A case study in not-quite-move-semantic library design

Building on yesterday’s post “Name lookup in multiple base classes” (2024-04-17), Seth Bromberger and I recently talked about the following library-design problem involving (or at least seeming to involve) exactly that issue. The shape of the problem is:

We have a class Graph whose constructor takes a collection of data and puts the top k values into a nice graph. Its constructor will be templated to work with any collection c, as long as c.topk(10) yields a result of type vector<Datum>.
We have, let’s say, four different collection types that are usable with Graph; let’s call them A, B, C, and D. Let’s say that A and B provide not only .topk(int) const but also a “consuming” or “pilfering” version of topk, which erases the returned elements from the collection. C provides only the non-mutating topk. D provides only the pilfering version!
We would certainly like Graph to be able to use the “pilfering” version of topk in certain circumstances; but equally surely, constructing a Graph from some collection x shouldn’t mutate x by default — not unless we opt in somehow.
We want to write the bulk of topk’s implementation just once, e.g. via a base class, instead of having to implement it in each of A, B, C, D. And likewise for the pilfering version.

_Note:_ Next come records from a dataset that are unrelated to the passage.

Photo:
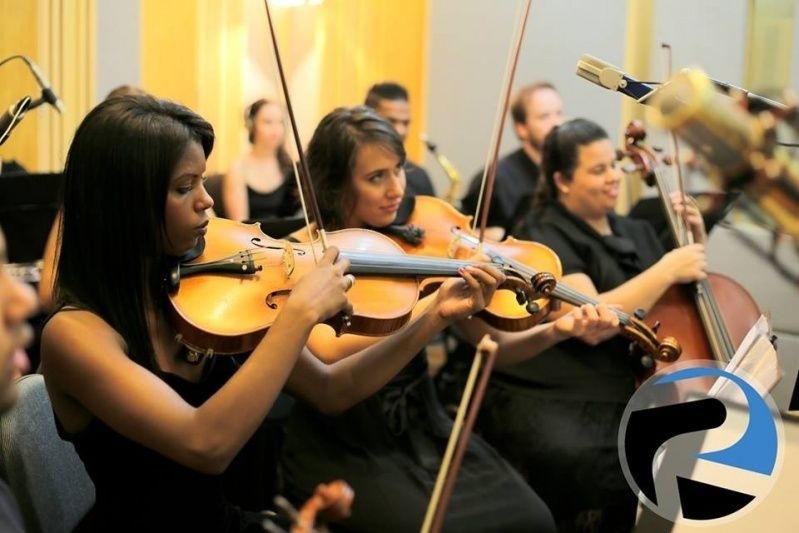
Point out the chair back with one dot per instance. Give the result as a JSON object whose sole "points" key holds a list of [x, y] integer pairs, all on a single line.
{"points": [[47, 477]]}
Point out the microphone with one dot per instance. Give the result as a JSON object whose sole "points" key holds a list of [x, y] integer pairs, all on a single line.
{"points": [[12, 117], [711, 122], [47, 91], [611, 77]]}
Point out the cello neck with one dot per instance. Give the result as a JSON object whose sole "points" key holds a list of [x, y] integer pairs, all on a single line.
{"points": [[560, 292], [717, 334]]}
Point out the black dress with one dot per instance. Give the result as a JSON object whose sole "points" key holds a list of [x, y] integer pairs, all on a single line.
{"points": [[555, 417], [281, 202], [138, 489], [514, 185], [389, 449]]}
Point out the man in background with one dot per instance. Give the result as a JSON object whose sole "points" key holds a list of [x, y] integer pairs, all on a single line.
{"points": [[390, 101], [536, 109]]}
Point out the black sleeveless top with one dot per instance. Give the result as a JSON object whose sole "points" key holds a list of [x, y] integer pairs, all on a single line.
{"points": [[137, 489], [281, 202]]}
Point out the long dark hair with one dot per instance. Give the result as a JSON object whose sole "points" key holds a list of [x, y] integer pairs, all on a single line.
{"points": [[112, 258], [331, 157], [560, 153]]}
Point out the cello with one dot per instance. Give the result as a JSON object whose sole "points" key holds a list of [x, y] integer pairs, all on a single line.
{"points": [[713, 315]]}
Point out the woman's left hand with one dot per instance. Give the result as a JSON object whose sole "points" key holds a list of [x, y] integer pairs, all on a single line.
{"points": [[460, 298], [685, 207], [330, 501], [591, 324]]}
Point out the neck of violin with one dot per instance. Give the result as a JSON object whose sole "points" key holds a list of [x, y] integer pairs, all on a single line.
{"points": [[393, 265]]}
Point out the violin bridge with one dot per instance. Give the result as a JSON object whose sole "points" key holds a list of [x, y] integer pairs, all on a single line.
{"points": [[454, 244], [288, 260]]}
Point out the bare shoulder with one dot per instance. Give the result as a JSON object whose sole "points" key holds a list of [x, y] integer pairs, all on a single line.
{"points": [[76, 347], [77, 344]]}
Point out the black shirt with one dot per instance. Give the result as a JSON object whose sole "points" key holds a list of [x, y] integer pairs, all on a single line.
{"points": [[514, 185], [418, 181], [573, 369]]}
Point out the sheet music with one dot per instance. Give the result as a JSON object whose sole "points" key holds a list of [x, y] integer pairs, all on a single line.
{"points": [[755, 358]]}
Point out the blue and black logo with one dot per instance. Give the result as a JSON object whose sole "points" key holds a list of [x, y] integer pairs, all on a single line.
{"points": [[698, 443]]}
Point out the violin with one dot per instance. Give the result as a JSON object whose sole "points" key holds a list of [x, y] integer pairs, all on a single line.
{"points": [[713, 315], [225, 299], [445, 236]]}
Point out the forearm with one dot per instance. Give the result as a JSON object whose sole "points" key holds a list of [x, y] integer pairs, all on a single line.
{"points": [[640, 292], [235, 412], [514, 346], [360, 375]]}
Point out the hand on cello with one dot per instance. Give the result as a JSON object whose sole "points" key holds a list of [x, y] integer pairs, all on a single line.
{"points": [[684, 264], [686, 209], [591, 324]]}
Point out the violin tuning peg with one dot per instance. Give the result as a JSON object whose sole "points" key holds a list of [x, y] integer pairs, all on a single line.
{"points": [[521, 297]]}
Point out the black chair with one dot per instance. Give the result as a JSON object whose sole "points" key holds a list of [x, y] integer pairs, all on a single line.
{"points": [[45, 474]]}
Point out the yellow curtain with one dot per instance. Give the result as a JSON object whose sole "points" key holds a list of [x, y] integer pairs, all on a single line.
{"points": [[216, 57], [333, 51], [192, 51], [367, 41]]}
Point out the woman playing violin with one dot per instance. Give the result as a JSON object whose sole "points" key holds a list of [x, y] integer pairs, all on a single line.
{"points": [[389, 447], [156, 430], [556, 417]]}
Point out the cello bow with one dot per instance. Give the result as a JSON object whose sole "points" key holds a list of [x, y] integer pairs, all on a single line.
{"points": [[473, 393]]}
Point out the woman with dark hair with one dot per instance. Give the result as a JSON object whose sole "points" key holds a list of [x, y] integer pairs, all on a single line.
{"points": [[261, 183], [155, 427], [556, 417], [389, 447]]}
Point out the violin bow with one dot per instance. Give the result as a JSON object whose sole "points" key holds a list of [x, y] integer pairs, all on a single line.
{"points": [[459, 437], [307, 194], [473, 394], [490, 169]]}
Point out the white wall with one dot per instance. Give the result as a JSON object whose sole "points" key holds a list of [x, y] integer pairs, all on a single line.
{"points": [[470, 39]]}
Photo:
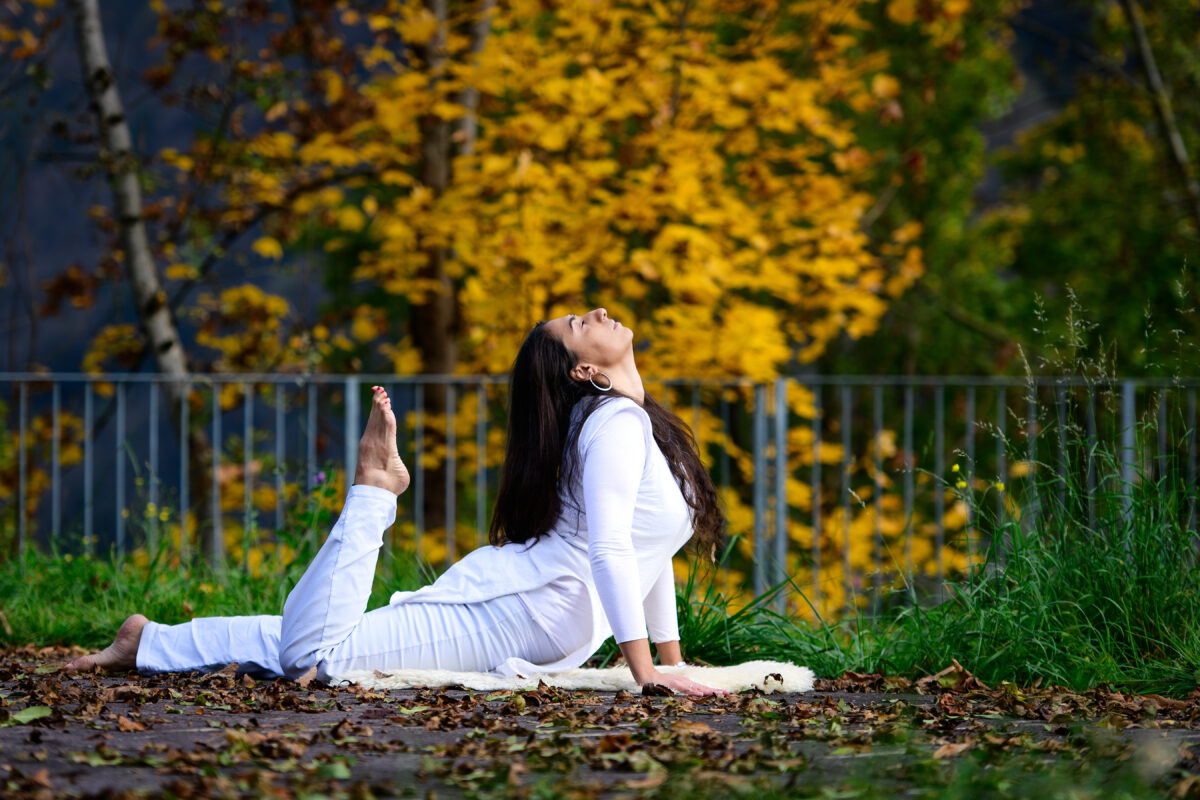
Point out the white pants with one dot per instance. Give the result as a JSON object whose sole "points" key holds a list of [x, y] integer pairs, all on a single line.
{"points": [[324, 625]]}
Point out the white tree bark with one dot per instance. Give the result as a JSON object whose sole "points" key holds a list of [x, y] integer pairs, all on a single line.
{"points": [[159, 326], [162, 336]]}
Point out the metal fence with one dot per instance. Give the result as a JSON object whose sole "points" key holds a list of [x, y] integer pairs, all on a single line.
{"points": [[820, 463]]}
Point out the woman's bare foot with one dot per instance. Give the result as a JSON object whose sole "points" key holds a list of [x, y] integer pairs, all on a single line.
{"points": [[379, 462], [121, 655]]}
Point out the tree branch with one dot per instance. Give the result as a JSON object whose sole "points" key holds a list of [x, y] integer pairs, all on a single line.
{"points": [[1163, 108]]}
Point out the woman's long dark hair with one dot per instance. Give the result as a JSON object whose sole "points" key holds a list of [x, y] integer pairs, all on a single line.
{"points": [[540, 462]]}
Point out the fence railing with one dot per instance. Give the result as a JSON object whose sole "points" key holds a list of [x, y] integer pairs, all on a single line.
{"points": [[846, 485]]}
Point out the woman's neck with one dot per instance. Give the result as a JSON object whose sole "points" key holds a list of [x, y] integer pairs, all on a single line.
{"points": [[627, 380]]}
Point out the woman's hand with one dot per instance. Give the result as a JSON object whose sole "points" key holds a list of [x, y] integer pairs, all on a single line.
{"points": [[682, 685]]}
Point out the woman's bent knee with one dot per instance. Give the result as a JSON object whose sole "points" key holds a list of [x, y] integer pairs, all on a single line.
{"points": [[295, 661]]}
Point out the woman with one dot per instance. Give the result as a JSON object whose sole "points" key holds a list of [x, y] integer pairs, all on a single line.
{"points": [[600, 487]]}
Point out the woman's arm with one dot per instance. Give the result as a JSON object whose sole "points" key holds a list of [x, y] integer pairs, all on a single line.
{"points": [[612, 471]]}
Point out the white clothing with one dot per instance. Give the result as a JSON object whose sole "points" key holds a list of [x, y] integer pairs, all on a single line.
{"points": [[323, 624], [618, 547], [597, 573]]}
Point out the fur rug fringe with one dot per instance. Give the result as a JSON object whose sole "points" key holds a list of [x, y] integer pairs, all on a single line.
{"points": [[767, 675]]}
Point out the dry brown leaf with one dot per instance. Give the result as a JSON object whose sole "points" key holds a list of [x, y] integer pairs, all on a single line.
{"points": [[129, 725], [952, 749], [653, 780]]}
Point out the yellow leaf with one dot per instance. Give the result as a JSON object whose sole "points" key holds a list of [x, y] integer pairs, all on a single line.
{"points": [[268, 247], [903, 12], [885, 86]]}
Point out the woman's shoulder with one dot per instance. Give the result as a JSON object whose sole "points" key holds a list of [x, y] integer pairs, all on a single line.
{"points": [[612, 413]]}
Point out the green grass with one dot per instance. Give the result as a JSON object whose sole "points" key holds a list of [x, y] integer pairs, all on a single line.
{"points": [[1057, 601]]}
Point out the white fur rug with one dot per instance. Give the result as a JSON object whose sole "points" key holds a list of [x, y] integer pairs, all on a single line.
{"points": [[767, 675]]}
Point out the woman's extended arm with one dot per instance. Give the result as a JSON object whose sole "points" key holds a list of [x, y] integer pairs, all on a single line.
{"points": [[612, 471]]}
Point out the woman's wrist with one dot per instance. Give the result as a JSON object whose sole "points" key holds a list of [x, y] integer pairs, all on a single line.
{"points": [[643, 677]]}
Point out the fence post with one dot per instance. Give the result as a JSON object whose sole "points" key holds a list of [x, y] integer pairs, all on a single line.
{"points": [[216, 547], [1128, 443], [57, 474], [780, 491], [184, 477], [815, 482], [23, 423], [120, 469], [760, 487]]}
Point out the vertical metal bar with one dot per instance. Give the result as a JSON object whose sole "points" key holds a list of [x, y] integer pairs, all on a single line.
{"points": [[247, 483], [939, 486], [815, 483], [23, 425], [1060, 397], [451, 483], [725, 433], [1091, 458], [847, 578], [311, 437], [760, 487], [480, 463], [184, 477], [1128, 443], [89, 473], [153, 477], [352, 427], [280, 453], [1001, 450], [1162, 433], [1192, 459], [876, 434], [780, 491], [909, 463], [216, 554], [419, 464], [57, 468], [1031, 434], [969, 534], [120, 510]]}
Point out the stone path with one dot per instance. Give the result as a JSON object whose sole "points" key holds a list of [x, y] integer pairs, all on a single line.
{"points": [[226, 734]]}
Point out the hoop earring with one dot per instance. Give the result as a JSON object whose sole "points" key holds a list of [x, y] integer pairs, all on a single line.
{"points": [[599, 388]]}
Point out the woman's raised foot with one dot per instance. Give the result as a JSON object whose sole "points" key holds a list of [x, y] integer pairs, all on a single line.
{"points": [[120, 656], [379, 462]]}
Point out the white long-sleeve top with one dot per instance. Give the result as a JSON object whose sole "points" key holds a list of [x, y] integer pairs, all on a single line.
{"points": [[604, 569]]}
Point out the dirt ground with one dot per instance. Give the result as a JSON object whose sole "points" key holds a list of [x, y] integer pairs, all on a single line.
{"points": [[226, 734]]}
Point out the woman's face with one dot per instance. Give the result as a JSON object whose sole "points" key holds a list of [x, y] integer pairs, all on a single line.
{"points": [[593, 338]]}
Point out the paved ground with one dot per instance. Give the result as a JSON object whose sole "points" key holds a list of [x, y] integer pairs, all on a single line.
{"points": [[225, 734]]}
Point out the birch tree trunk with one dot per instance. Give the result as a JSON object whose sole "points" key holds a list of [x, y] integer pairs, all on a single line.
{"points": [[435, 322], [1163, 109], [157, 323]]}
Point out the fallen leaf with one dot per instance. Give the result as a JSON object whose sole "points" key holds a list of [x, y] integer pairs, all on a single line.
{"points": [[653, 780], [129, 725], [952, 749], [307, 678], [41, 777]]}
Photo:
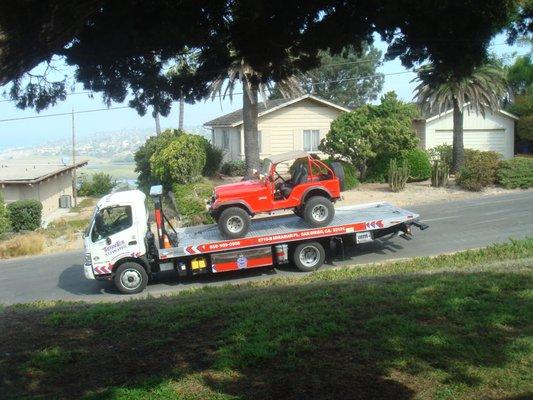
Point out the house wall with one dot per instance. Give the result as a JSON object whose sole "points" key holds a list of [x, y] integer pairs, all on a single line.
{"points": [[232, 149], [47, 192], [494, 132], [282, 130]]}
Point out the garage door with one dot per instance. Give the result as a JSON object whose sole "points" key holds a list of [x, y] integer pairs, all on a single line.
{"points": [[494, 140]]}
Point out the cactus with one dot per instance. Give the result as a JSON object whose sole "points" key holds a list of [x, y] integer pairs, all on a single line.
{"points": [[439, 174], [398, 175]]}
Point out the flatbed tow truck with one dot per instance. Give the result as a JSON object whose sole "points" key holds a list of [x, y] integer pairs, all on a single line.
{"points": [[120, 246]]}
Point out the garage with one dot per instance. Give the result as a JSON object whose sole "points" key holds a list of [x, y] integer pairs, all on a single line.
{"points": [[493, 132]]}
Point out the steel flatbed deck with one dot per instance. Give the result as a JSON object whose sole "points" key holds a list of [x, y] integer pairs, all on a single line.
{"points": [[285, 229]]}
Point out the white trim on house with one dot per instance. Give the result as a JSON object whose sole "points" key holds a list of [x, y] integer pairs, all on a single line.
{"points": [[508, 114], [304, 97]]}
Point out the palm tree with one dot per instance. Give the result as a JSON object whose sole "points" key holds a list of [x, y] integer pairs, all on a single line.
{"points": [[481, 91], [253, 85]]}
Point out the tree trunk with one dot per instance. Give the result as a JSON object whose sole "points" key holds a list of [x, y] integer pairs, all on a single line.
{"points": [[251, 143], [182, 107], [458, 146], [157, 124]]}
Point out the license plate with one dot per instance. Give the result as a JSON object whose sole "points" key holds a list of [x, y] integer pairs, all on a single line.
{"points": [[363, 237]]}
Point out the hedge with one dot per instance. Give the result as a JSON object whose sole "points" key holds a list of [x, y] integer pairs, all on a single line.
{"points": [[516, 173], [25, 215], [479, 170]]}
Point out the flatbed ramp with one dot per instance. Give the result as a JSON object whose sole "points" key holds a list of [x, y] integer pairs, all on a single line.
{"points": [[284, 229]]}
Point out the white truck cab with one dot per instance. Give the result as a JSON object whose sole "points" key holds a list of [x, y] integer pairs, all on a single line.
{"points": [[116, 234]]}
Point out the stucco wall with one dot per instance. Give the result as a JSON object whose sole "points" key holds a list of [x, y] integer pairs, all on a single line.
{"points": [[47, 192], [494, 132], [282, 130]]}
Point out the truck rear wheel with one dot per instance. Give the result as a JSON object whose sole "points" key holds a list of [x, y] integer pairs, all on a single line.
{"points": [[318, 211], [234, 222], [309, 256], [130, 278]]}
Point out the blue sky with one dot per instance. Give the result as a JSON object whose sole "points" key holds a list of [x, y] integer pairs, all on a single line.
{"points": [[37, 131]]}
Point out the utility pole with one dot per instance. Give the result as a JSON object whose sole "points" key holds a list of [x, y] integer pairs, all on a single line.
{"points": [[74, 180]]}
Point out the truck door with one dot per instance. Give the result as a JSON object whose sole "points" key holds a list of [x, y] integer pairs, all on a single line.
{"points": [[114, 235]]}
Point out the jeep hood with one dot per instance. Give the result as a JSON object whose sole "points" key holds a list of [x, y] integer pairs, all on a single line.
{"points": [[238, 189]]}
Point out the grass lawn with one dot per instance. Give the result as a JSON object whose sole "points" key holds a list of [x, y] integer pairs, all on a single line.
{"points": [[457, 326]]}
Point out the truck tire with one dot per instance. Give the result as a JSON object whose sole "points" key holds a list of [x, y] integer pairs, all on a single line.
{"points": [[131, 278], [309, 256], [339, 173], [234, 222], [318, 211]]}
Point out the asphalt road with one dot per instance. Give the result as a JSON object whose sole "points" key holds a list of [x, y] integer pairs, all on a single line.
{"points": [[454, 226]]}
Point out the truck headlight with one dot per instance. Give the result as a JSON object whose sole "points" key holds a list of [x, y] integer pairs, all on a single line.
{"points": [[88, 259]]}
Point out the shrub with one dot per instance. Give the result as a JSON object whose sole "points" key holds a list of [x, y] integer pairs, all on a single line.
{"points": [[234, 168], [516, 173], [4, 216], [181, 161], [479, 170], [350, 173], [398, 175], [190, 202], [419, 165], [22, 245], [378, 169], [443, 153], [25, 215], [372, 131]]}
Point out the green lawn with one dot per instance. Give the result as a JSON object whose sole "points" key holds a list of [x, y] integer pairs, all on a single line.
{"points": [[457, 326]]}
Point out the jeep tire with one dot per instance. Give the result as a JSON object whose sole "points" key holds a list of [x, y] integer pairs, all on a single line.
{"points": [[309, 256], [130, 278], [318, 211], [234, 222]]}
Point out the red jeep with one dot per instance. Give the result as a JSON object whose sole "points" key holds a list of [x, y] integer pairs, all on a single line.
{"points": [[310, 190]]}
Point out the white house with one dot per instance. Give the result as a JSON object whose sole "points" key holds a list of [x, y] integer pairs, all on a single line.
{"points": [[283, 125], [51, 184], [495, 131]]}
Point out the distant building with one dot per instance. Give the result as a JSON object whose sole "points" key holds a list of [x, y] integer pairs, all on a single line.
{"points": [[51, 184]]}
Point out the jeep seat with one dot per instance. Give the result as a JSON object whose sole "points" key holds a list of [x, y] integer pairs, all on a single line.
{"points": [[299, 176]]}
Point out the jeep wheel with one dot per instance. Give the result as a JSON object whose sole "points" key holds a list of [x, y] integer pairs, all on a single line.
{"points": [[309, 256], [234, 222], [318, 211], [130, 278]]}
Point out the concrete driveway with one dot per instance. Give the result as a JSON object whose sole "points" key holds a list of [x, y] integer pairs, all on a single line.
{"points": [[454, 226]]}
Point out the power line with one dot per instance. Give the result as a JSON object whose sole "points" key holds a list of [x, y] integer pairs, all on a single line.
{"points": [[63, 114]]}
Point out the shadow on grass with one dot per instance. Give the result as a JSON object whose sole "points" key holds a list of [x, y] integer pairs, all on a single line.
{"points": [[443, 335]]}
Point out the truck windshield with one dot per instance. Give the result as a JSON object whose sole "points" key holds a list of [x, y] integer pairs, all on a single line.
{"points": [[111, 220]]}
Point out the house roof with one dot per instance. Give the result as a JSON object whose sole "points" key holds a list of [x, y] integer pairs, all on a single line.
{"points": [[234, 118], [430, 116], [25, 172]]}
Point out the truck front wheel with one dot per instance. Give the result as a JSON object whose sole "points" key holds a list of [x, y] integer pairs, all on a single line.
{"points": [[131, 278], [309, 256], [234, 222]]}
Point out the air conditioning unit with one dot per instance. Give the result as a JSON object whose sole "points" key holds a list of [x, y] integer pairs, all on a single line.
{"points": [[65, 201]]}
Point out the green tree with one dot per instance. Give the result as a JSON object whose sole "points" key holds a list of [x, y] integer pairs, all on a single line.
{"points": [[480, 91], [4, 216], [348, 78], [181, 161], [520, 77], [371, 130], [143, 155]]}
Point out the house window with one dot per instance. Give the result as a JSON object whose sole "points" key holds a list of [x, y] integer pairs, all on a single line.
{"points": [[311, 139], [225, 139]]}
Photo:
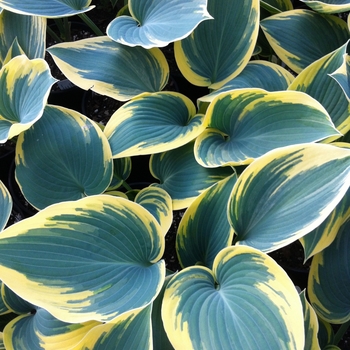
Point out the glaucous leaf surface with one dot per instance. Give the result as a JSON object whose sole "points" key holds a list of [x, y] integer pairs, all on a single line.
{"points": [[47, 8], [5, 205], [64, 156], [315, 80], [28, 31], [182, 177], [122, 72], [42, 331], [107, 262], [243, 124], [329, 279], [24, 87], [247, 302], [256, 74], [292, 36], [153, 123], [157, 23], [204, 229], [287, 193], [224, 44]]}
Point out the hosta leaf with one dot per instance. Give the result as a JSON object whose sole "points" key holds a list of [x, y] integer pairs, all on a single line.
{"points": [[329, 279], [247, 301], [55, 158], [293, 34], [315, 80], [24, 86], [329, 6], [224, 44], [287, 193], [131, 330], [153, 123], [342, 76], [157, 23], [257, 74], [42, 331], [5, 205], [122, 72], [47, 8], [310, 324], [182, 177], [324, 234], [204, 229], [28, 31], [106, 265], [159, 204], [246, 123]]}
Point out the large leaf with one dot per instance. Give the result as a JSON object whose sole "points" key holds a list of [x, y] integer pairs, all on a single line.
{"points": [[257, 74], [111, 69], [64, 156], [246, 302], [219, 49], [157, 23], [287, 193], [315, 80], [329, 279], [24, 87], [204, 229], [106, 265], [28, 31], [293, 34], [153, 123], [246, 123], [42, 331], [182, 177], [5, 205], [47, 8]]}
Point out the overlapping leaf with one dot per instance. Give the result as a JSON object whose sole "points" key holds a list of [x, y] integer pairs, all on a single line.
{"points": [[153, 123], [296, 36], [247, 302], [287, 193], [224, 44], [246, 123], [47, 8], [329, 279], [315, 80], [106, 265], [204, 229], [157, 23], [122, 72], [182, 177], [64, 156], [24, 87]]}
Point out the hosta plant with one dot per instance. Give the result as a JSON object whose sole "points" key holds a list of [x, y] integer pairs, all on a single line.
{"points": [[257, 162]]}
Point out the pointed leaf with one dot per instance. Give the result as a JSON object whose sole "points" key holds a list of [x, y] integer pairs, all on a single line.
{"points": [[247, 302], [246, 123], [158, 23], [153, 123], [293, 34], [47, 8], [122, 72], [287, 193], [329, 279], [106, 265], [224, 44], [316, 82], [204, 229], [257, 74], [24, 86], [55, 157], [182, 177]]}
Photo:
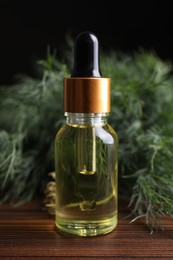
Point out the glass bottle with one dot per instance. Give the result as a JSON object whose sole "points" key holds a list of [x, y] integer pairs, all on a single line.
{"points": [[86, 149]]}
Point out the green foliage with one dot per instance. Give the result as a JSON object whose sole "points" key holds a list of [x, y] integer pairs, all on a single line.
{"points": [[142, 115]]}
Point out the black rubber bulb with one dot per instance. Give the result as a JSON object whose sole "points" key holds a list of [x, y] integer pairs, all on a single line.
{"points": [[86, 56]]}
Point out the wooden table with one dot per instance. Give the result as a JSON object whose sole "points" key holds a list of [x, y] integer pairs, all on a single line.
{"points": [[28, 232]]}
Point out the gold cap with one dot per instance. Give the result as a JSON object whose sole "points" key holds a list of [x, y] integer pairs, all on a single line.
{"points": [[87, 95]]}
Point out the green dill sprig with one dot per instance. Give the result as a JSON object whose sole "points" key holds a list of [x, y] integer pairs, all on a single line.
{"points": [[141, 113]]}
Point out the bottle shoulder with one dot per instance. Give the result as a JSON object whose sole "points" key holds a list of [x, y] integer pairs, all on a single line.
{"points": [[105, 132]]}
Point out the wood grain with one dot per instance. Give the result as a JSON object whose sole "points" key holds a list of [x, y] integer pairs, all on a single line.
{"points": [[27, 232]]}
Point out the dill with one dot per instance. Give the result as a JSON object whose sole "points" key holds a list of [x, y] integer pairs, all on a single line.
{"points": [[141, 113]]}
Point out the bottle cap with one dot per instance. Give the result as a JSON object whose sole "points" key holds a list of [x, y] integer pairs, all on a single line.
{"points": [[86, 91]]}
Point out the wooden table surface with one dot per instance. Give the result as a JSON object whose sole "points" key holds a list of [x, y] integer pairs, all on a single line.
{"points": [[28, 232]]}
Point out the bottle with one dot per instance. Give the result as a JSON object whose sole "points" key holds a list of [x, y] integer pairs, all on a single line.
{"points": [[86, 157]]}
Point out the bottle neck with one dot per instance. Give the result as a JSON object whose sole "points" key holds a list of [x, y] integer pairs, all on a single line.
{"points": [[86, 119]]}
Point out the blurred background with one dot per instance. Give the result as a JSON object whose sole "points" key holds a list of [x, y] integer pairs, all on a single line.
{"points": [[27, 28]]}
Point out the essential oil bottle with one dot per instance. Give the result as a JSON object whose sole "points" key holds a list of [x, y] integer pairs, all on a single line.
{"points": [[86, 148]]}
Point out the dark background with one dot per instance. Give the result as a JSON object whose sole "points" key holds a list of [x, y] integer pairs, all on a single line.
{"points": [[27, 28]]}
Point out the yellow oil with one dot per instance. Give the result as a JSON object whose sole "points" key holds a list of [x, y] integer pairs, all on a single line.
{"points": [[86, 179]]}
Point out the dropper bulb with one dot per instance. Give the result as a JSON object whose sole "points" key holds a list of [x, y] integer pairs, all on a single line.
{"points": [[86, 56]]}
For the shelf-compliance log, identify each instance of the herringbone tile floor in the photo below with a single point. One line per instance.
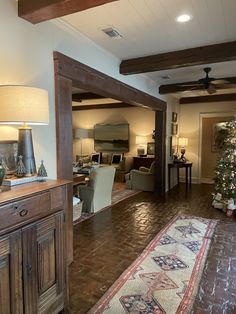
(107, 243)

Approach 1: Move semantics

Notice that these requirements have almost exactly the same shape as C++11 move semantics! So one way to implement this would be:

struct Datum {};

struct PlainTopkable {
  std::vector<Datum> topk(int k) const;  // non-mutating
};

struct PilferingTopkable {
  std::vector<Datum> topk(int k) &&;     // pilfering
};

struct BothTopkable {
  std::vector<Datum> topk(int k) const&; // non-mutating
  std::vector<Datum> topk(int k) &&;     // pilfering
};

struct A : BothTopkable {};
struct B : BothTopkable {};
struct C : PlainTopkable {};
struct D : PilferingTopkable {};

struct Graph {
  template<class Coll>
  explicit Graph(int k, Coll&& c) {
    data_ = std::forward<Coll>(c).topk(k);
  }

private:
  std::vector<Datum> data_;
};

A a;
C c;
Graph g1 = Graph(10, a);            // non-mutating
Graph g2 = Graph(10, std::move(a)); // pilfer the top 10
Graph g3 = Graph(10, c);            // non-mutating
Graph g4 = Graph(10, std::move(c)); // non-mutating

However, this has two potential downsides. One: The way g2 opts into pilfering the top k elements of a is by doing std::move(a), which looks like you’re “giving up” the entire object a. In fact you’re merely pilfering its top 10 elements; the others remain available; and the resulting object a is still in a usable state. This feels like a misuse of std::move terminology.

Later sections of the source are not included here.